Talebe “Peki” dedi. Gitti, ev sahibini buldu. Evi satın alıp amcaya verdi. Üstüne hatırı sayılır bir miktar para da bıraktı.

Mahcup olan amca:

- Aman oğlum ne yaptın? Ne gerek vardı?

Talebe teskin eder:

- Amca senin az kurun olmasaydı ben aç yatar aç kalkardım. Büyük ihtimalle okulu bile bitiremezdim. Şimdi öyle zenginim ki! İnan benim sana verdiğim, senin bana verdiğinden daha değersiz. Sen hakkını helal et, o bana yeter.

Sarıldılar, ağladılar…

*****                 

TEBESSÜM

Sarhoş

Rusya’da sarhoşun biri içtiği içkilerin etkisiyle sokakta sızıp kalmış.

Uykusunda da “Diktatöre ölüm!” diye bağırmış.

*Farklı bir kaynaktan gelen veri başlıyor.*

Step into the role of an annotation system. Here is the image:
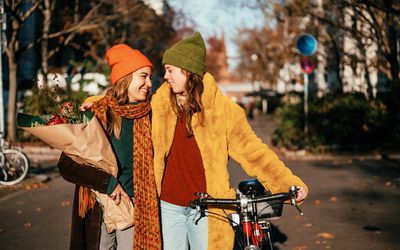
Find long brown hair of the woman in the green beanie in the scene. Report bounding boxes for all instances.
[169,69,205,136]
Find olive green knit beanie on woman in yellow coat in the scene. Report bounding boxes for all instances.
[163,32,206,77]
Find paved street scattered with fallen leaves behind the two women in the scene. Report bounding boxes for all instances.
[0,115,400,250]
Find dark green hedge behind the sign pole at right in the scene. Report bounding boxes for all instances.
[272,94,400,150]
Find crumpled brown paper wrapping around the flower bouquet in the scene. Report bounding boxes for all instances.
[21,117,134,233]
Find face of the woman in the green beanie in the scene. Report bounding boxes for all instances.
[164,64,188,95]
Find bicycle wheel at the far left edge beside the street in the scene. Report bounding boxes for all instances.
[0,148,29,185]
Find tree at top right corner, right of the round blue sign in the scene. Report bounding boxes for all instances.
[285,0,400,98]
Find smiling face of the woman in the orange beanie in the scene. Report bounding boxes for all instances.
[128,66,151,102]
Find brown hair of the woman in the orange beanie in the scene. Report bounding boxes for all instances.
[107,74,133,139]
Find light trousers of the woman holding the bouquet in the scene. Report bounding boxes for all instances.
[99,222,133,250]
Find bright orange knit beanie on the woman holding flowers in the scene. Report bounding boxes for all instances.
[106,44,153,84]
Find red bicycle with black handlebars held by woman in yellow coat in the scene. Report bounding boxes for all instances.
[190,179,303,250]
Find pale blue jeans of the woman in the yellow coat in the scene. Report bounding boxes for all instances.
[161,201,208,250]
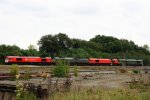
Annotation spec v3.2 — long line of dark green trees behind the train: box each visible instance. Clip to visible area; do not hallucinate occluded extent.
[0,33,150,65]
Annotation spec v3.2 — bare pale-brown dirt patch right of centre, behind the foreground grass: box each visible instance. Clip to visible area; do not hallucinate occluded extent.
[76,74,131,89]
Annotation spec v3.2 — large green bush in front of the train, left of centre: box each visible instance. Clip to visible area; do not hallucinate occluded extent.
[53,60,70,77]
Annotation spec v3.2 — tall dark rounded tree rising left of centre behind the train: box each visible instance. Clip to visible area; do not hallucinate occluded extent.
[38,33,72,57]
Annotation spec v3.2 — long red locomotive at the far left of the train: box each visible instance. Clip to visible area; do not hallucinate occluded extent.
[5,56,52,64]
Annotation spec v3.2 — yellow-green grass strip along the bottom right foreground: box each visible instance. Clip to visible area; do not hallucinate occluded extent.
[48,87,150,100]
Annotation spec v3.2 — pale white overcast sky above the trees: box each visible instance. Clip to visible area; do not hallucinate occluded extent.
[0,0,150,49]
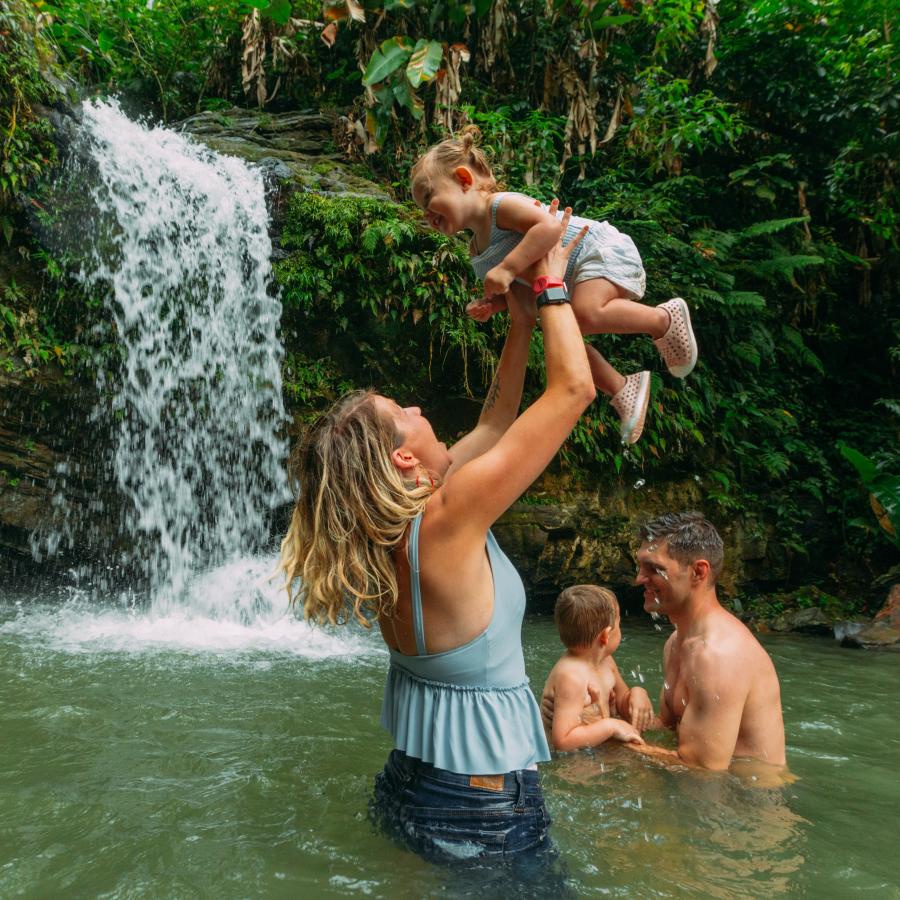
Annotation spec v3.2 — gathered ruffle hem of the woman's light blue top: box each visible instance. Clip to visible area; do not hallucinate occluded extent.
[381,664,550,775]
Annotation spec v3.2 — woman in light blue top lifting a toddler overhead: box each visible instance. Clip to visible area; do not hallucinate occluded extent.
[282,208,595,861]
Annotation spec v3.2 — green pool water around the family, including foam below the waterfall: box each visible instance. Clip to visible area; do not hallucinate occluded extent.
[0,595,900,898]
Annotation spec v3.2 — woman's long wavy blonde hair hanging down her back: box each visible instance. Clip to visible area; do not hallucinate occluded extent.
[279,391,435,627]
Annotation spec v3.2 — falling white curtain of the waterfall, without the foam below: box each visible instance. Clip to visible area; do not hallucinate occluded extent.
[47,101,289,606]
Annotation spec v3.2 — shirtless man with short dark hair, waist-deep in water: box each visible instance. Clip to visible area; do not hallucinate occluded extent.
[634,512,785,769]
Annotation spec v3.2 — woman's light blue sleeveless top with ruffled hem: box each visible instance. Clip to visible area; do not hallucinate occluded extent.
[381,513,550,775]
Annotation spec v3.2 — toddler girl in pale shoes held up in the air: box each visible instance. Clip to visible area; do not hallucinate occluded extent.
[412,126,697,444]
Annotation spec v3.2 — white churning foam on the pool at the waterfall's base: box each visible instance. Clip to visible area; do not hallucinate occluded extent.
[0,557,385,659]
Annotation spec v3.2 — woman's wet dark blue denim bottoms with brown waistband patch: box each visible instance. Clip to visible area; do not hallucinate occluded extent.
[369,750,556,868]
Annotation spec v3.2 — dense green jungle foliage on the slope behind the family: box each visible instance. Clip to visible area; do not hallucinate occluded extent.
[0,0,900,608]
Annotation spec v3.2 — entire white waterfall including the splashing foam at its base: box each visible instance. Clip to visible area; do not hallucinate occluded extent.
[14,101,383,658]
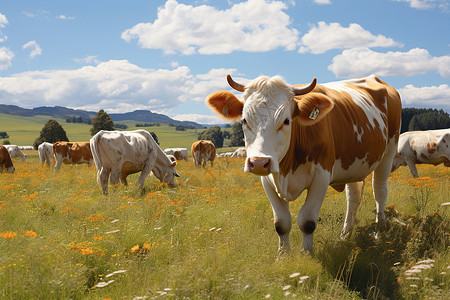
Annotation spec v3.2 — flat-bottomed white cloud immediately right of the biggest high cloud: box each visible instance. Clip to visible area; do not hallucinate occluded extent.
[299,21,402,54]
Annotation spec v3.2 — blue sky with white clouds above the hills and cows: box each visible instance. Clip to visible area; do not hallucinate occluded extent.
[0,0,450,124]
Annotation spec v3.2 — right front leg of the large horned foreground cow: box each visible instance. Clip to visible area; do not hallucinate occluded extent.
[298,180,329,253]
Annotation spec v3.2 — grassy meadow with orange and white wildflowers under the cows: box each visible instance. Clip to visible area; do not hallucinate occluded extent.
[0,151,450,299]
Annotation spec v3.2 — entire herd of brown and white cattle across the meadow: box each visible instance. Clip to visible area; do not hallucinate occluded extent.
[0,75,450,254]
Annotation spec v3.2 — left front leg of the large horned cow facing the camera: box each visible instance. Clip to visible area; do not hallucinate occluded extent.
[261,176,292,257]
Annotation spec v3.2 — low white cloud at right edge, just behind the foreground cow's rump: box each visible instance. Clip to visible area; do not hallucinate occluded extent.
[398,84,450,111]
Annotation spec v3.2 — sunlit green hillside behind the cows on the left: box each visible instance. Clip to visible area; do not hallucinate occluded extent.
[0,114,202,149]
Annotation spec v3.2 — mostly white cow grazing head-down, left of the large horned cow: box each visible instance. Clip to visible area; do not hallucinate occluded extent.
[90,130,180,195]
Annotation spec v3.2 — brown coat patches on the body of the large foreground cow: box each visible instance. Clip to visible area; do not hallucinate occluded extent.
[280,79,401,175]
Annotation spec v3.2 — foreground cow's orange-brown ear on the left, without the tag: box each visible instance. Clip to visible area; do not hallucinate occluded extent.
[206,91,244,121]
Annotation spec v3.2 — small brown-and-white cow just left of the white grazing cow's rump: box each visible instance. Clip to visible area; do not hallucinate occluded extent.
[53,142,93,172]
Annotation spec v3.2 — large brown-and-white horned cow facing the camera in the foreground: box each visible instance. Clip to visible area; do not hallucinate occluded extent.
[206,75,401,254]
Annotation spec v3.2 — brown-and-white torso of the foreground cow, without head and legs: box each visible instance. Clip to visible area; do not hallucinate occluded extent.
[280,76,401,182]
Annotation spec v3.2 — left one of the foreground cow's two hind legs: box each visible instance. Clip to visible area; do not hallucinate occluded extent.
[341,181,364,239]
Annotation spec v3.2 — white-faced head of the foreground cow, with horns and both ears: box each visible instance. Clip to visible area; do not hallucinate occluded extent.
[206,75,334,176]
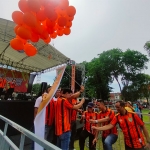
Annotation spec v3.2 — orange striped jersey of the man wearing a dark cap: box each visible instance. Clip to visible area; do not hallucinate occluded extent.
[83,111,98,134]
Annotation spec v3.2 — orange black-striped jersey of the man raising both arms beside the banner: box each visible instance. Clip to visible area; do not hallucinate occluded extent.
[55,97,73,136]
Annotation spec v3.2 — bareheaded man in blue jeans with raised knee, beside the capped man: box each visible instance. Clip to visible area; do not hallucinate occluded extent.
[90,100,118,150]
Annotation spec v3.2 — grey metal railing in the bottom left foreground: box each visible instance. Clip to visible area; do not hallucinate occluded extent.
[0,115,61,150]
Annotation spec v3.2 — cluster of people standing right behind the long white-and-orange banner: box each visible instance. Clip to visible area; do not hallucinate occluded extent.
[34,86,85,150]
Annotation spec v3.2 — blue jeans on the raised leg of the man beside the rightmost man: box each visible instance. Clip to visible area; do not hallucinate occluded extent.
[102,134,118,150]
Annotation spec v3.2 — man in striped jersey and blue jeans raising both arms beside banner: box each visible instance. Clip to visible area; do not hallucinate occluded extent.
[55,86,85,150]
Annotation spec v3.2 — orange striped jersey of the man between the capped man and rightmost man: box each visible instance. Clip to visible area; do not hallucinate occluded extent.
[98,108,117,138]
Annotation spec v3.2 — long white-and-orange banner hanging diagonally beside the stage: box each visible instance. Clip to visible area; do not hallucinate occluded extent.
[34,66,66,150]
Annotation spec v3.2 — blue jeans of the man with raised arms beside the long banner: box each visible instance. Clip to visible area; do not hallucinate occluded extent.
[57,131,71,150]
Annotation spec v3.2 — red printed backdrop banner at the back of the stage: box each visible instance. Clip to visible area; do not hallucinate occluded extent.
[0,68,30,93]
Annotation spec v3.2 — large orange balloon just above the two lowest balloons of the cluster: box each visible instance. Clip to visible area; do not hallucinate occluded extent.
[17,26,31,40]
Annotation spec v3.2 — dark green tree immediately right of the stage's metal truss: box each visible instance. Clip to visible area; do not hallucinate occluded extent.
[86,58,110,99]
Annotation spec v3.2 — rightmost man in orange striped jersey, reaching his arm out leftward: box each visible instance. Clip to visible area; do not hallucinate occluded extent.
[92,101,150,150]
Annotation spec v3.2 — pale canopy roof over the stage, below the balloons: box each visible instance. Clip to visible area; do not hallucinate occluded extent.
[0,18,69,73]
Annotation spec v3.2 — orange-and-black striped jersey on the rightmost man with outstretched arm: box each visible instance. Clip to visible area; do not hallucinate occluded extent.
[111,111,145,148]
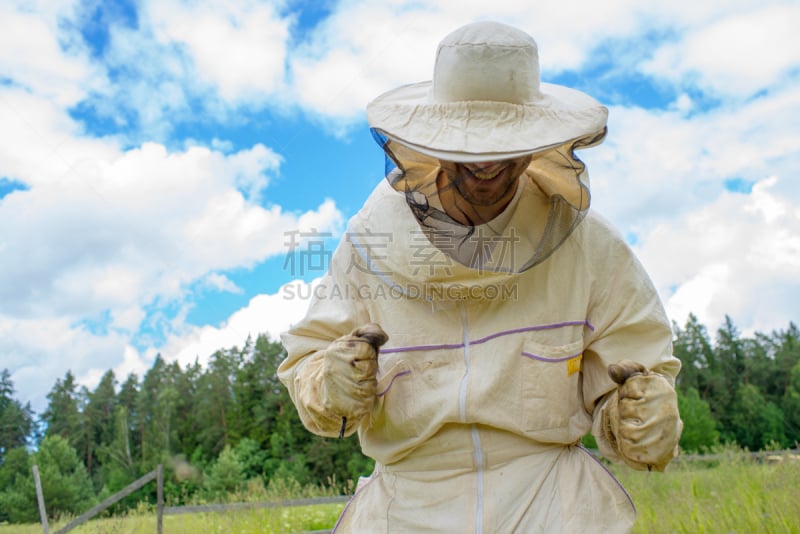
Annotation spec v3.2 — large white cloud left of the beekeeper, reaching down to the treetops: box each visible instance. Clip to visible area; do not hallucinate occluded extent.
[0,82,342,411]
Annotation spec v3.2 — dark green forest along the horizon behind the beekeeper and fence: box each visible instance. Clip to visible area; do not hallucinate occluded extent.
[0,316,800,524]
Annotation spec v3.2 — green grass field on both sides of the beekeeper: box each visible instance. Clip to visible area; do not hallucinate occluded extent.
[0,452,800,534]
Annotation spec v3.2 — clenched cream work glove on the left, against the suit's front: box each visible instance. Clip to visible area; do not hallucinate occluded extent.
[321,323,389,428]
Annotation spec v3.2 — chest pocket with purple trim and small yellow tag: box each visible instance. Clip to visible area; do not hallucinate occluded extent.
[518,340,583,432]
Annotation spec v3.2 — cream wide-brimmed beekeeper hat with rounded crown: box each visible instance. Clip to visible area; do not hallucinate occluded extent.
[367,22,608,162]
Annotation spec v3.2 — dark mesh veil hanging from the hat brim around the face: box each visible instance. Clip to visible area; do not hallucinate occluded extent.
[373,130,605,273]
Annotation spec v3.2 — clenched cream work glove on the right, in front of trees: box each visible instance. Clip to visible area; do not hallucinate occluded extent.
[602,360,683,471]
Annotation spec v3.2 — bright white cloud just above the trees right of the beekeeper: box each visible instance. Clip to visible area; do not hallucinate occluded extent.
[637,177,800,334]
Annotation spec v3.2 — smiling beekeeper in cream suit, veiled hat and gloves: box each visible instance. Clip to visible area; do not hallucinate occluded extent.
[278,22,682,533]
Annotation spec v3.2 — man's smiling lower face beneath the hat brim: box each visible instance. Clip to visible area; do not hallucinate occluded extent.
[441,156,531,207]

Bunu duyan iki polis, sarhoşu tutup götürmüşler Stalin’in karşısına.

Stalin sorar:

- Kime diktatör dedin?

- Hitler için söyledim!

Stalin döner sarhoşu getiren iki polise:

- Peki sizin açıklamanız nedir yoldaşlar? Niçin ‘Diktatör’ dediğinde aklınıza ben geldim?

*****

GÜNÜN SÖZÜ

Eskimiş fikirler paslanmış çivilere benzer, söküp atmak çok güçtür.